RAM: 1Gb --> 11.04 geht??
Ich hab nochn Tipp aus nem anderen Forum bekommen, mal auf IDE umstellen...
Ich berichte weiter...
MfG
PS: @NCphalon: Bist du im Modernboard vertreten/heißt du dort derMichi???


----------



## Ezio (6. Juli 2011)

1 GB reicht locker, es läuft auch mit 512 MB. Bei Ubuntu ist die neueste Version i.d.R. die schnellste, also nimm nur 11.04 
Du kannst dir auch Linux Mint ansehen, hat ein reines Gnome 2 ohne Unity und du kommst einfacher an proprietäte Sofrware


----------



## watercooled (6. Juli 2011)

Genau.
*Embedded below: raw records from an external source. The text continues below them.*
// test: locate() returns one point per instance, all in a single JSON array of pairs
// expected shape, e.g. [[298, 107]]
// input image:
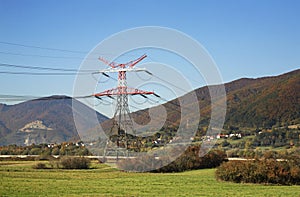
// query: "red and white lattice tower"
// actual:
[[122, 122]]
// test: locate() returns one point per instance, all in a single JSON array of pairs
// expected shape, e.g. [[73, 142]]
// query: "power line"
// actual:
[[44, 68], [44, 48], [43, 56], [44, 74]]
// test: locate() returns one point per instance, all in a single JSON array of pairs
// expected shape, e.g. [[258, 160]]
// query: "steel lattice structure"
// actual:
[[122, 122]]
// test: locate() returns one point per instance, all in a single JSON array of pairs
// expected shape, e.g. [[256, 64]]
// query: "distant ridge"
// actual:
[[261, 102], [54, 113]]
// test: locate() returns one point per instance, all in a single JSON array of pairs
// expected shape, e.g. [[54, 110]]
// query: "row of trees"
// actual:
[[284, 171], [46, 149]]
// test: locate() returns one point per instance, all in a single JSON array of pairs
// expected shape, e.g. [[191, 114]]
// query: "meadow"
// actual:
[[18, 178]]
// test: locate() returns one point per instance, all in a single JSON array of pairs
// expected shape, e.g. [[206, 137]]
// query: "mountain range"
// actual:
[[44, 120], [253, 103]]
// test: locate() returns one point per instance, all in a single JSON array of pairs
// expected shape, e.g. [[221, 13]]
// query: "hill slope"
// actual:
[[44, 120], [262, 102]]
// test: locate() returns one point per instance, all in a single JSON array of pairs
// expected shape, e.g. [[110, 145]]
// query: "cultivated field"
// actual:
[[19, 179]]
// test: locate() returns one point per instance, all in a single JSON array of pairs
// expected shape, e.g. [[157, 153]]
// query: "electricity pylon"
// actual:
[[122, 122]]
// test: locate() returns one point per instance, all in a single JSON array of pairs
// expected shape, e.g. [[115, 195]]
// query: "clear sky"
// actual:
[[246, 38]]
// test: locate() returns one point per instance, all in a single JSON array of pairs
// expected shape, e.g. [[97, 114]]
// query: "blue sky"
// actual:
[[245, 38]]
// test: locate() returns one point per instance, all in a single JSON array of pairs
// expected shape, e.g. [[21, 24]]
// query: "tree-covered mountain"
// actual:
[[255, 103], [44, 120]]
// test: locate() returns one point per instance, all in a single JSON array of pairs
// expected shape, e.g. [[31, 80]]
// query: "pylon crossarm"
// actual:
[[122, 90]]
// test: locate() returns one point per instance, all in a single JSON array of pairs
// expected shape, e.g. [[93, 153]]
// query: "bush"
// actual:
[[189, 160], [75, 163], [269, 171]]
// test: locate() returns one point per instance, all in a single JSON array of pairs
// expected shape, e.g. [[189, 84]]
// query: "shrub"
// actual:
[[75, 163], [284, 172], [189, 160]]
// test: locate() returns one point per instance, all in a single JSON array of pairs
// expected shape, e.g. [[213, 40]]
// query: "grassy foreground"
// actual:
[[17, 178]]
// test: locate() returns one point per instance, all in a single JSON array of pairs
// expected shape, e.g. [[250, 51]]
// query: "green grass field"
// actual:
[[19, 179]]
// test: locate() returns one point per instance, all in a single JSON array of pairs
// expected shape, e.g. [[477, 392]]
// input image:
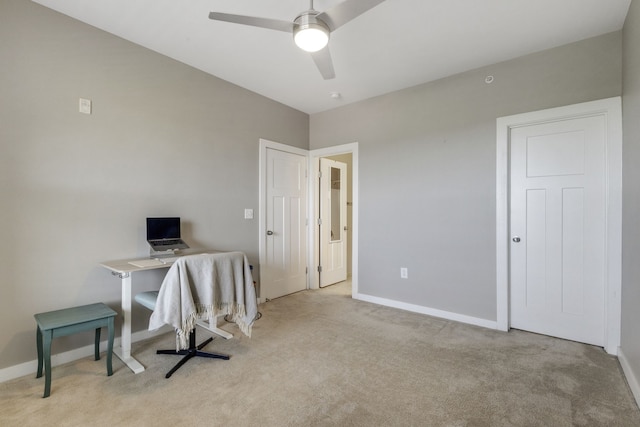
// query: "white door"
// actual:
[[558, 228], [283, 270], [333, 222]]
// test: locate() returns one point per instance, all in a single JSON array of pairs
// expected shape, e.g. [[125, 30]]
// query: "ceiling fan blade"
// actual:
[[345, 11], [322, 58], [272, 24]]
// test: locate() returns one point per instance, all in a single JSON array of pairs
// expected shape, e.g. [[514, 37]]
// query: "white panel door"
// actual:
[[333, 221], [284, 269], [558, 220]]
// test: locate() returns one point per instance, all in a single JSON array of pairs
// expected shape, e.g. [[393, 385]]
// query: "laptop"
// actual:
[[163, 234]]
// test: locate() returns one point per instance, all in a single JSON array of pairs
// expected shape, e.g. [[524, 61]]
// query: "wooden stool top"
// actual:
[[71, 316]]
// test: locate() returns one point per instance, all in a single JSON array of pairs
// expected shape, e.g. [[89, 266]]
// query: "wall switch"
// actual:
[[84, 106]]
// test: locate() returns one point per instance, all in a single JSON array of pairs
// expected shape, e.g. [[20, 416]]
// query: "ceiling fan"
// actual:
[[310, 29]]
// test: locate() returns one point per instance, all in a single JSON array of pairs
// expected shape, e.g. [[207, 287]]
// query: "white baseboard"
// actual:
[[631, 377], [29, 368], [428, 311]]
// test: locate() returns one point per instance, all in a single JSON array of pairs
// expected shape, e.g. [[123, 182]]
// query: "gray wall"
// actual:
[[163, 139], [630, 345], [427, 170]]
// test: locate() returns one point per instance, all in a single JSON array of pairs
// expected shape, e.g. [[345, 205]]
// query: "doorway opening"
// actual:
[[334, 242]]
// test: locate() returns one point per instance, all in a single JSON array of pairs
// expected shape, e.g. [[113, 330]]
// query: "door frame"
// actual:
[[262, 199], [612, 110], [314, 162]]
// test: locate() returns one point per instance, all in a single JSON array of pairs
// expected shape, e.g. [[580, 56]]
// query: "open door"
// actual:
[[333, 221]]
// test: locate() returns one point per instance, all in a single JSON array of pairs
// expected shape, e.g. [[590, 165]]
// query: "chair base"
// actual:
[[192, 351]]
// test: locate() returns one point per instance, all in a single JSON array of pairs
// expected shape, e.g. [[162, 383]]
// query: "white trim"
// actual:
[[29, 368], [612, 110], [428, 311], [632, 378], [314, 160]]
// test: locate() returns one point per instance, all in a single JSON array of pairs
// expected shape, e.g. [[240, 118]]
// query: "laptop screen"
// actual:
[[163, 228]]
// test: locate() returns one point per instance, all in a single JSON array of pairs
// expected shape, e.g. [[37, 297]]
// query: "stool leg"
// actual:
[[111, 332], [48, 337], [97, 345], [39, 347]]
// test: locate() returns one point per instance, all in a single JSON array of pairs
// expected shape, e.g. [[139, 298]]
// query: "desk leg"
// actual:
[[124, 352]]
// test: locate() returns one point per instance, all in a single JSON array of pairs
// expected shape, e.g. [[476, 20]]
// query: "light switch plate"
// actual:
[[85, 106]]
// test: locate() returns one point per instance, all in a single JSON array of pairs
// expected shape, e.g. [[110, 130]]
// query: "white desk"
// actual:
[[125, 271]]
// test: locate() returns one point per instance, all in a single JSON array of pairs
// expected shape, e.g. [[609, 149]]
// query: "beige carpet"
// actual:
[[319, 358]]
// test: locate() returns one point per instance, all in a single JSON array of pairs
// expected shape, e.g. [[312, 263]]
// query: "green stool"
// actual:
[[69, 321]]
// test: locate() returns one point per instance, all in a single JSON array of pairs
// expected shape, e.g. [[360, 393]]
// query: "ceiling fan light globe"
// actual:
[[311, 38]]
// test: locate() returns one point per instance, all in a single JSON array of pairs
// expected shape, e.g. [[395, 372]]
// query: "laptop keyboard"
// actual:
[[167, 242]]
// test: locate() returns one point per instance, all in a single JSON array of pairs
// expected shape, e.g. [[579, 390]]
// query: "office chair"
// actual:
[[148, 300]]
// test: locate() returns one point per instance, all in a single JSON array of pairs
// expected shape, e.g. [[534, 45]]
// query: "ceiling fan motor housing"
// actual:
[[309, 32]]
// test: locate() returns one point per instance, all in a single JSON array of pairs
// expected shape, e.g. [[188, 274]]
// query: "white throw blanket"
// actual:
[[204, 285]]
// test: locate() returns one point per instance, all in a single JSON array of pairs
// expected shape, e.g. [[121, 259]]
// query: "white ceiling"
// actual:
[[397, 44]]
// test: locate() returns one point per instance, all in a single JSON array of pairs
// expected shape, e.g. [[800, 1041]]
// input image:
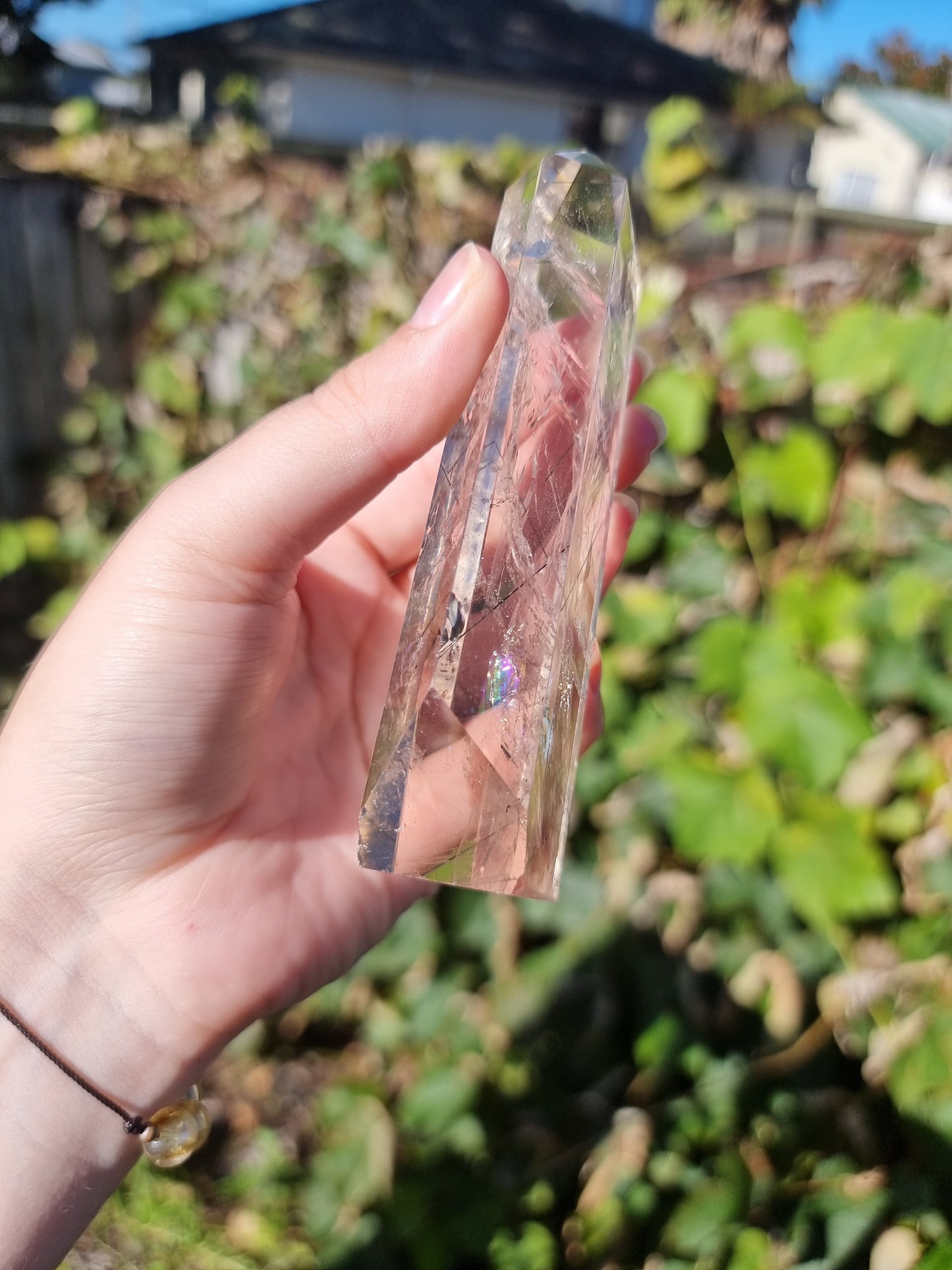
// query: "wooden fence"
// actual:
[[53, 289]]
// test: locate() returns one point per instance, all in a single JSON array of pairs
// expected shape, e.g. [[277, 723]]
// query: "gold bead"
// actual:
[[177, 1133]]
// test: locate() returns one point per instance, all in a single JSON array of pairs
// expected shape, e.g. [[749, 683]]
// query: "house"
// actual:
[[886, 152], [335, 71]]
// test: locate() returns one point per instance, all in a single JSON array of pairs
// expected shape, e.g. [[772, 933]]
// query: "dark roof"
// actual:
[[541, 42]]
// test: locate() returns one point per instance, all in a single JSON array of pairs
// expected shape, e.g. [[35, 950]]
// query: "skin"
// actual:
[[182, 771]]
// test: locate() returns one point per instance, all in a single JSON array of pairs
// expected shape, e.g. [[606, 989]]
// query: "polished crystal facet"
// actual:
[[474, 767]]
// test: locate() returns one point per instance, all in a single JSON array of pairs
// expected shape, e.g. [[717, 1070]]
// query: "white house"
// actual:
[[886, 152], [335, 71]]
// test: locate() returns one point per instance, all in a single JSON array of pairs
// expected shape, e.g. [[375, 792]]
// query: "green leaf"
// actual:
[[720, 816], [938, 1257], [535, 1250], [641, 614], [13, 548], [894, 412], [913, 600], [438, 1097], [926, 365], [831, 868], [794, 479], [752, 1252], [683, 398], [645, 538], [815, 611], [798, 716], [854, 357], [766, 355], [700, 1226], [660, 727], [673, 120], [172, 382], [721, 649]]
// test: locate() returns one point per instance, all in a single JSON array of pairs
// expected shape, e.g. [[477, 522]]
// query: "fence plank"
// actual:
[[53, 287]]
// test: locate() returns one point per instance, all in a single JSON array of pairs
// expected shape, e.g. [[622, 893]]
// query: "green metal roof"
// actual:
[[924, 120]]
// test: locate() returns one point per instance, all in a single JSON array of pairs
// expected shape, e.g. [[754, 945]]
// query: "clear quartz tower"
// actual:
[[474, 768]]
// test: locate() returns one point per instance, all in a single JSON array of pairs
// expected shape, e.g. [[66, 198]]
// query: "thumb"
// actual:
[[267, 500]]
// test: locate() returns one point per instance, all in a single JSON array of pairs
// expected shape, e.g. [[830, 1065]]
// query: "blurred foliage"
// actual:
[[899, 64], [730, 1042]]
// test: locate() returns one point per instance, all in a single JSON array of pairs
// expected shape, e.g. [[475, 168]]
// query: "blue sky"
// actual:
[[824, 36]]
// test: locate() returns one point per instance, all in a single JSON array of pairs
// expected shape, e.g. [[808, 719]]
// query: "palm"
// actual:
[[276, 906]]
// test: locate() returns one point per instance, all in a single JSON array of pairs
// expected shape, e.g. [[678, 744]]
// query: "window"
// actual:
[[853, 190]]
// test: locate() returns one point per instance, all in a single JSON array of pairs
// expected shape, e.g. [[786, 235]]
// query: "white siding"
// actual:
[[866, 163], [343, 107]]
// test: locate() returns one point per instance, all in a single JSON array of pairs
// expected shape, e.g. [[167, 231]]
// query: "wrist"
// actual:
[[68, 977]]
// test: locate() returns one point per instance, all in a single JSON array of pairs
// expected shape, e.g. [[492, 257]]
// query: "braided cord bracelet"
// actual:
[[169, 1138]]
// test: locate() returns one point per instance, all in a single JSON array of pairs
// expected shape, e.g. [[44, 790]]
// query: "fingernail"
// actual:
[[449, 289], [630, 508], [657, 423]]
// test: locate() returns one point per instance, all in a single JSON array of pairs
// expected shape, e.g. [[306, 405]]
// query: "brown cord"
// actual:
[[131, 1123]]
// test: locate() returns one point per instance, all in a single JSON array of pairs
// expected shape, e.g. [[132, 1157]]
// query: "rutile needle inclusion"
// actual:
[[474, 767]]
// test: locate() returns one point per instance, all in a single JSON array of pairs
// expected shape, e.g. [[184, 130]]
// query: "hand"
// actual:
[[182, 772]]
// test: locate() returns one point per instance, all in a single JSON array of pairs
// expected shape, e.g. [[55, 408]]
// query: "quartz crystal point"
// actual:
[[474, 768]]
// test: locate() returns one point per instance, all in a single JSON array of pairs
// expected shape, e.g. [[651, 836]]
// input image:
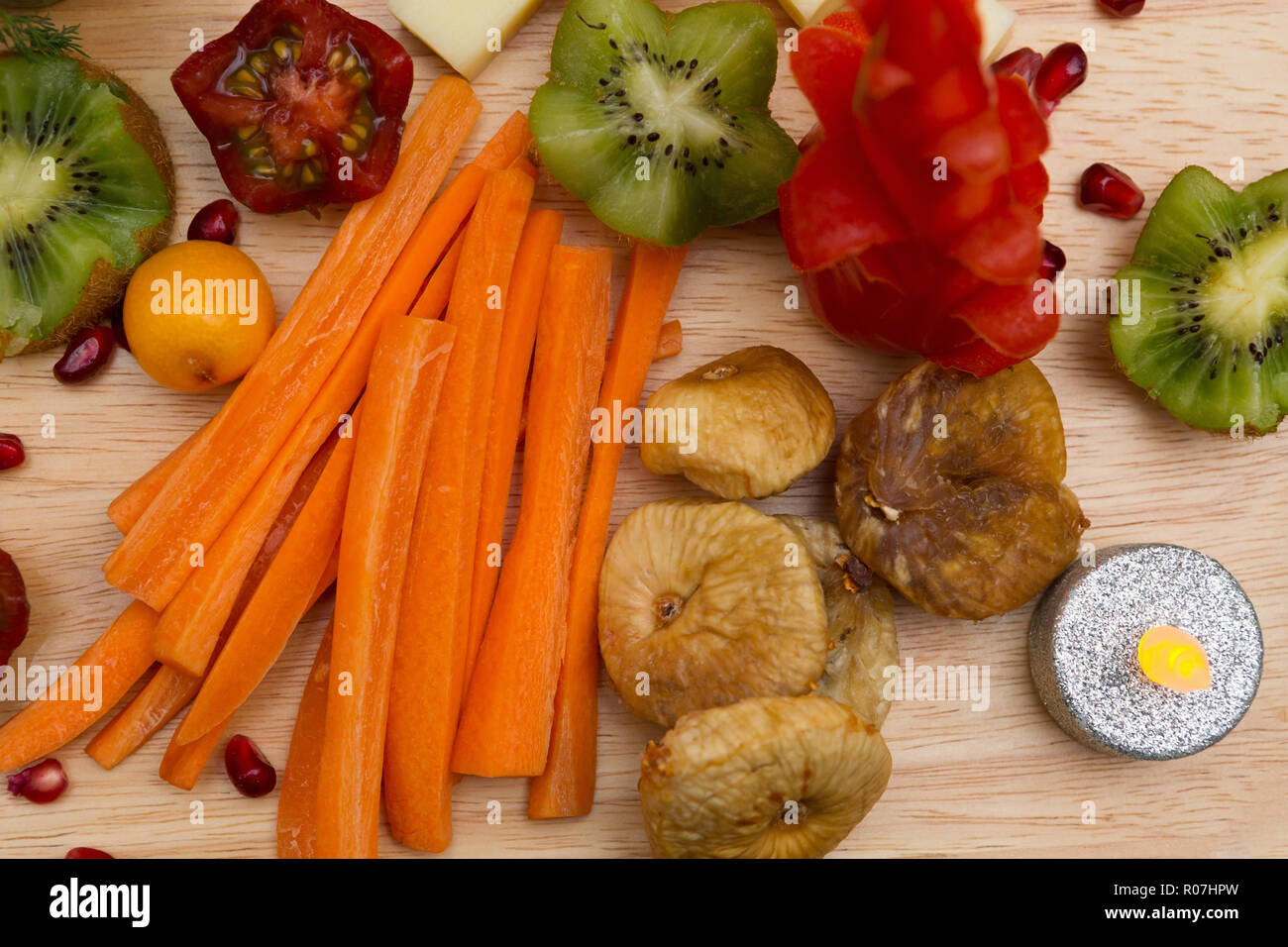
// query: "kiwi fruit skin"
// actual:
[[634, 89], [1209, 339], [106, 283]]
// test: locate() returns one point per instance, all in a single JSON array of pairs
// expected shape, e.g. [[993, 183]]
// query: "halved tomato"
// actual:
[[301, 105]]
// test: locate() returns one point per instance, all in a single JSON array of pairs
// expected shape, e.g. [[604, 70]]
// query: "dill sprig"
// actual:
[[34, 35]]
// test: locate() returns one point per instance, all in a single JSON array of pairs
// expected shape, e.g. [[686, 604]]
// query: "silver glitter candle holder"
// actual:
[[1082, 651]]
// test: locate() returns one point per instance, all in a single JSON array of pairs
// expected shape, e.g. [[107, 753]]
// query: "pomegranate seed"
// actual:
[[1108, 191], [217, 221], [1022, 62], [248, 768], [119, 329], [88, 352], [1052, 261], [11, 451], [1063, 71], [43, 783], [1124, 8]]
Ubuntu ist in Sachen RAM sehr sparsam


----------



## NCphalon (7. Juli 2011)

SniperPhil schrieb:


> PS: @NCphalon: Bist du im Modernboard vertreten/heißt du dort derMichi???


 
Ne, wenn ich irgendwo vertreten bin dann nur als NCphalon, Babuddl oder ATIst^^


----------



## MrSniperPhil (7. Juli 2011)

@Ezio: Danke, dann muss ich wieder Downloaden...
@NCphalon: War nur das gleiche Bild...
MfG
PS: Ich berichte weiter...


----------



## Olli1607 (7. Juli 2011)

Muss mich meinen VOrrednern anschliessen, nimm n anderen Desktop z.B. Xfce (offizelle Ubuntu Variante Xubuntu) oder lxde (kommt als lubuntu oder so).
Das normale Gnome macht eher spass mit 3d effekte aus und standard desktop, also nicht der unity mist (mir gefällts halt nicht)


----------



## MrSniperPhil (8. Juli 2011)

So, heute n bischen rumprobiert, versucht 11.04 zu installieren...
Zu 6.06: Mit acpi=off in Grub versucht, damit bleibt er aber direkt davor stehen und geht nich weiter...
Auch mit noacpi und acpi=disabled versucht, nichts...
11.04 lääst sich gar nicht erst installieren, der zeigt zuerst, dass er  zu wenig RAM hat, dann kommt nur n blinkender Balken oben links, dabei  bleibts dann auch...
MfG


----------



## Ezio (8. Juli 2011)

wie viel RAM hast du denn?


----------



## MrSniperPhil (8. Juli 2011)

1Gb (DDR 1 SO-Dim)
MfG


----------



## Bauer87 (9. Juli 2011)

1 GiB RAM reicht für Ubuntu 11.04 dicke. (Das ist die Version, die per default die Netbook-Version installiert – und Netbooks haben selten mehr RAM.) Der Fehler muss wo anders liegen. (Bugs im BIOS oder so…) Wäre interessant zu wissen, was für ein MoBo du einsetzen willst.


----------



## MrSniperPhil (9. Juli 2011)

Naja, am Bios hab ich nix gemacht...
Wäre es möglich, dass mir das einer von euch macht (gegen Bezahlung)?
Die Läden bei mir haben keine Ahnung von Linux...
Naja, wenn 1GiB Ram reicht, warum zeigt er mir den Ram-Riegel und son lustiges Männchen an?
MfG


----------



## Bauer87 (10. Juli 2011)

Nichts am BIOS gemacht haben, bedeutet ja nicht, dass dein BIOS keine Bugs hat. (Wäre ja toll, wenn Software keine Bugs htte, wenn man nichts dran macht…)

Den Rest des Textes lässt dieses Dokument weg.